Ford's Moving Assembly Line Turns 100
Time was, transporting car bodies for assembly at the manufacturing plant required horsepower — not the unit of energy an engine exerts, mind you, but actual horses making large deliveries.
A century ago — on Oct. 7, 1913 — an innovation at Ford Motor Co.'s facility in Highland Park, Mich., not only revolutionized the car-building process but helped change the landscape of the nation forever: the moving assembly line.
The first car to roll off the line 100 years ago next week was the Model T, which had debuted five years earlier as part of Henry Ford's goal of bringing the automobile to the masses. Despite those egalitarian aspirations, the Model T remained too pricey for the majority of Americans to afford. With the efficiencies and cost savings resulting from the moving assembly line passed on to the consumer, Model T prices dropped from $600 in 1912 to $360 by 1916, and even more in subsequent years as automated assembly improved.
"By bringing the work to the men, Ford engineers managed to smooth out differences in work pace," according to the automaker. "They slowed down the faster employees and forced slower ones to quicken their pace.
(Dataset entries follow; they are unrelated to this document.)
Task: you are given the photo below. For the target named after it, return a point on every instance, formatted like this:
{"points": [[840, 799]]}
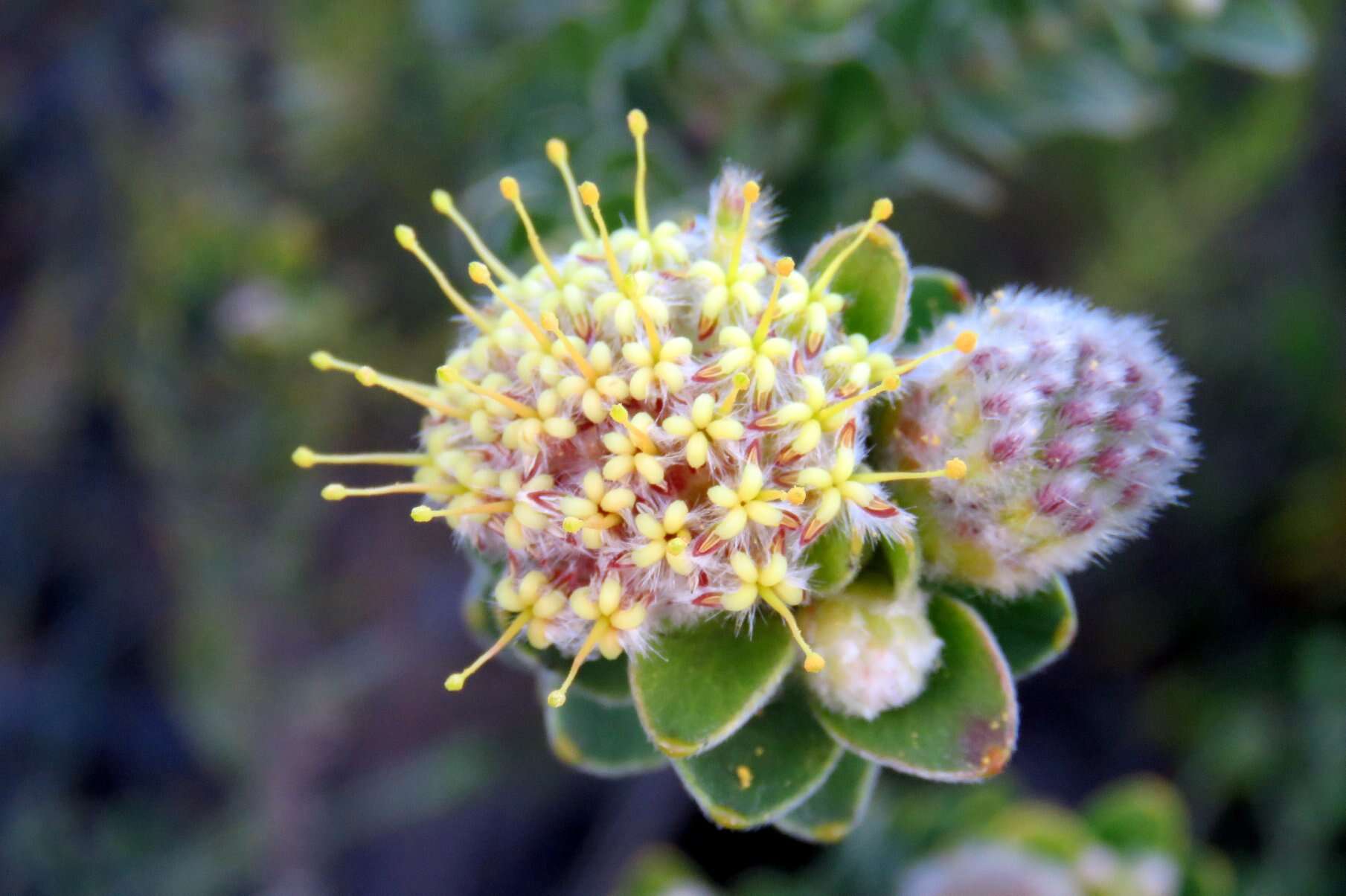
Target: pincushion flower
{"points": [[1073, 426], [656, 441]]}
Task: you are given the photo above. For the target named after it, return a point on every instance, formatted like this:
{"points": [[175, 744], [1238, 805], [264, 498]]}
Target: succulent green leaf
{"points": [[963, 727], [836, 806], [705, 681], [772, 764], [1034, 630], [1143, 813], [935, 294], [597, 737], [835, 561], [876, 279]]}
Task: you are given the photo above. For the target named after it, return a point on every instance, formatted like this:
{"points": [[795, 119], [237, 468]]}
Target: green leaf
{"points": [[1043, 829], [599, 739], [662, 871], [1034, 630], [876, 279], [836, 806], [1211, 874], [903, 563], [1143, 813], [835, 561], [1263, 35], [772, 764], [705, 681], [963, 727], [935, 294]]}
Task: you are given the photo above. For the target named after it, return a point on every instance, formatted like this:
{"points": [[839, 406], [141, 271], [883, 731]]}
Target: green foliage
{"points": [[961, 727], [770, 764], [707, 681]]}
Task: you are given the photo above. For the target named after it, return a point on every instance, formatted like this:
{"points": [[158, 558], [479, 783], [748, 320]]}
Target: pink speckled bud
{"points": [[1073, 426]]}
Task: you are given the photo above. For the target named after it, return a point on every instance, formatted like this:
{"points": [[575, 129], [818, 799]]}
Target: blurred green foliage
{"points": [[213, 681]]}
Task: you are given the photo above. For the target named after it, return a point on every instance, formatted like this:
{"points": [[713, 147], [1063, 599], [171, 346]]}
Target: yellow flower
{"points": [[633, 451], [627, 311], [768, 583], [532, 601], [700, 428], [610, 619], [856, 364], [597, 511], [749, 501], [655, 365], [668, 540]]}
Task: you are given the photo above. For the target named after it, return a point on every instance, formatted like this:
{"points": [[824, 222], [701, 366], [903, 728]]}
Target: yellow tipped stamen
{"points": [[740, 383], [812, 661], [458, 679], [408, 241], [952, 470], [750, 194], [481, 275], [882, 210], [560, 156], [444, 205], [337, 491], [783, 268], [965, 342], [641, 438], [416, 391], [554, 326], [888, 384], [509, 188], [451, 376], [638, 124], [366, 376], [424, 514], [557, 697], [650, 330], [306, 456], [590, 196]]}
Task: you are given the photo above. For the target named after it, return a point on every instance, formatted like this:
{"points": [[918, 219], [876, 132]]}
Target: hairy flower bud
{"points": [[1073, 426], [879, 649]]}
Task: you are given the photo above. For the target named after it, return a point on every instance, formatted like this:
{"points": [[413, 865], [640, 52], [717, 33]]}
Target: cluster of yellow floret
{"points": [[652, 426]]}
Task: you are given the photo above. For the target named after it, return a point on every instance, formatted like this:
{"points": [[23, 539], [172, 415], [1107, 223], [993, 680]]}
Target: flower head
{"points": [[1073, 426]]}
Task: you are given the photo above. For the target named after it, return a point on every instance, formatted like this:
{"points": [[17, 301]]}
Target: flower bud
{"points": [[1073, 426], [879, 650]]}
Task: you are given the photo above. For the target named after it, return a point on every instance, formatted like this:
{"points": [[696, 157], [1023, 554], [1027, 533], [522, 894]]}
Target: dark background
{"points": [[214, 681]]}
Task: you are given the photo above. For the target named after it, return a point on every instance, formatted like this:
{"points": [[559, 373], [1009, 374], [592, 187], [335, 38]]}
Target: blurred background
{"points": [[211, 681]]}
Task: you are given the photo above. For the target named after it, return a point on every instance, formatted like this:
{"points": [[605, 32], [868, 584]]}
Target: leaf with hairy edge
{"points": [[836, 806], [1034, 630], [935, 294], [876, 279], [963, 727], [772, 764], [707, 679], [602, 740], [835, 561]]}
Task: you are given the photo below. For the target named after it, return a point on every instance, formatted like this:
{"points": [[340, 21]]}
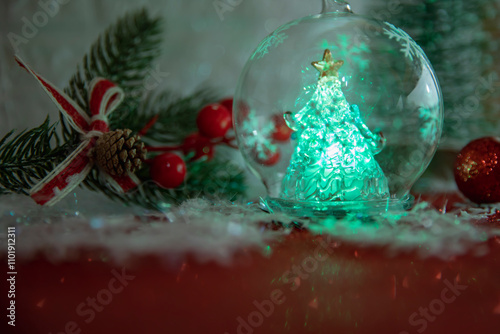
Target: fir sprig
{"points": [[123, 54], [29, 156]]}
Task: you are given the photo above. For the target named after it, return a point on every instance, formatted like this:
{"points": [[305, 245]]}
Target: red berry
{"points": [[282, 132], [214, 121], [271, 159], [168, 170], [228, 103], [201, 146]]}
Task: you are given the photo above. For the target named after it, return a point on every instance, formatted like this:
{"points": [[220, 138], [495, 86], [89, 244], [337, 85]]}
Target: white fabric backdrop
{"points": [[200, 48]]}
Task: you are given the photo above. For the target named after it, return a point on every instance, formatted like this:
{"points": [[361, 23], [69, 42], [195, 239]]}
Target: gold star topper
{"points": [[328, 67]]}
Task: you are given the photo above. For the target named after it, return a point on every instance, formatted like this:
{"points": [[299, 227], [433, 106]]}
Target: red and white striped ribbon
{"points": [[104, 98]]}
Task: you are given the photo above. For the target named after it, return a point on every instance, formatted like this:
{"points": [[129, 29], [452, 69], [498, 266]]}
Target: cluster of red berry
{"points": [[214, 121]]}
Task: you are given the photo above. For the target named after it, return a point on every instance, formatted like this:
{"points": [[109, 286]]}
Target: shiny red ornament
{"points": [[201, 146], [272, 159], [214, 121], [282, 132], [228, 103], [477, 170], [168, 170]]}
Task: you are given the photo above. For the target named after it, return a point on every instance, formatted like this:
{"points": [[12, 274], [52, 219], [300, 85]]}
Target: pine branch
{"points": [[177, 120], [124, 54], [29, 156]]}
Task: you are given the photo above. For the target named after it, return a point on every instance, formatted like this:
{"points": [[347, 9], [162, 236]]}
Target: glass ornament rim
{"points": [[337, 208]]}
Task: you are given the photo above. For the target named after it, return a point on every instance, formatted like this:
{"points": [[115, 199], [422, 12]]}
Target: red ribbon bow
{"points": [[105, 96]]}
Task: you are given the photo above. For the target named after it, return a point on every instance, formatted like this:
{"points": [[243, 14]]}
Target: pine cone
{"points": [[116, 152]]}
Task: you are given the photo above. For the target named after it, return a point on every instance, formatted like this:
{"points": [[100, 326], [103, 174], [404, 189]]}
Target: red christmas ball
{"points": [[477, 170], [282, 132], [214, 121], [228, 103], [271, 159], [201, 146], [168, 170]]}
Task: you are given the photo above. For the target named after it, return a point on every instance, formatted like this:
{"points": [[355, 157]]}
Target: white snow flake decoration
{"points": [[349, 51], [257, 137], [430, 116], [273, 40], [409, 47]]}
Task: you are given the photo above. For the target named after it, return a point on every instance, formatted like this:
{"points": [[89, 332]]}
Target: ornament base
{"points": [[335, 209]]}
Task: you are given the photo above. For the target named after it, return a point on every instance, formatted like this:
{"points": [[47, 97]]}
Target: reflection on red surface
{"points": [[300, 284]]}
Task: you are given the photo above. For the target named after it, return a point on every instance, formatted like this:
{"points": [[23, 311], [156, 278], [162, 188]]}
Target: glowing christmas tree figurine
{"points": [[334, 155]]}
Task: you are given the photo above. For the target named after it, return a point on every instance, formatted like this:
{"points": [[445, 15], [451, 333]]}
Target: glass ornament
{"points": [[364, 105]]}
The results of mass production were immediate and significant."
Before moving assembly, teams of workers put cars together one at a time atop sawhorses, rotating from one station to another, with the chassis remaining in the same place until completion; frequent late parts deliveries caused traffic jams of workers trying to complete their portion of the process, resulting in production delays, the automaker stated. Consulting experts from varying backgrounds, Henry Ford's development team combined the influences of industries like canning, brewing and steelmaking to create the world's first moving assembly line. The first incarnation used a winch and a rope (later a chain) stretched across 150 feet of an open space on the factory floor, along which 140 assembly workers were stationed, installing different components as the chassis was dragged across the floor.
Although crude, that landmark line would result in man hours for final assembly plummeting by three-quarters to just three hours; by the following year that elapsed time dipped to 90 minutes, thanks to the advent of the power-drive "endless" conveyor system. At its peak of production, a Model T was being built every 24 seconds. By 1916, Ford's Model T output had spiked to more than 585,000 — about seven times the number built in 1912. By 1927, Ford had produced more than 15 million of the affordable Model T — nearly half the world's cars at the time — which, according to History.com, spurred a migration from the farm to the big city along with widespread industrial innovation in the U.S.
"Henry Ford believed that a company should make more than just profits, that it also should make people's lives better. To do that, he believed in the power of innovation — finding new ideas and better ways of doing things," the automaker said in a statement.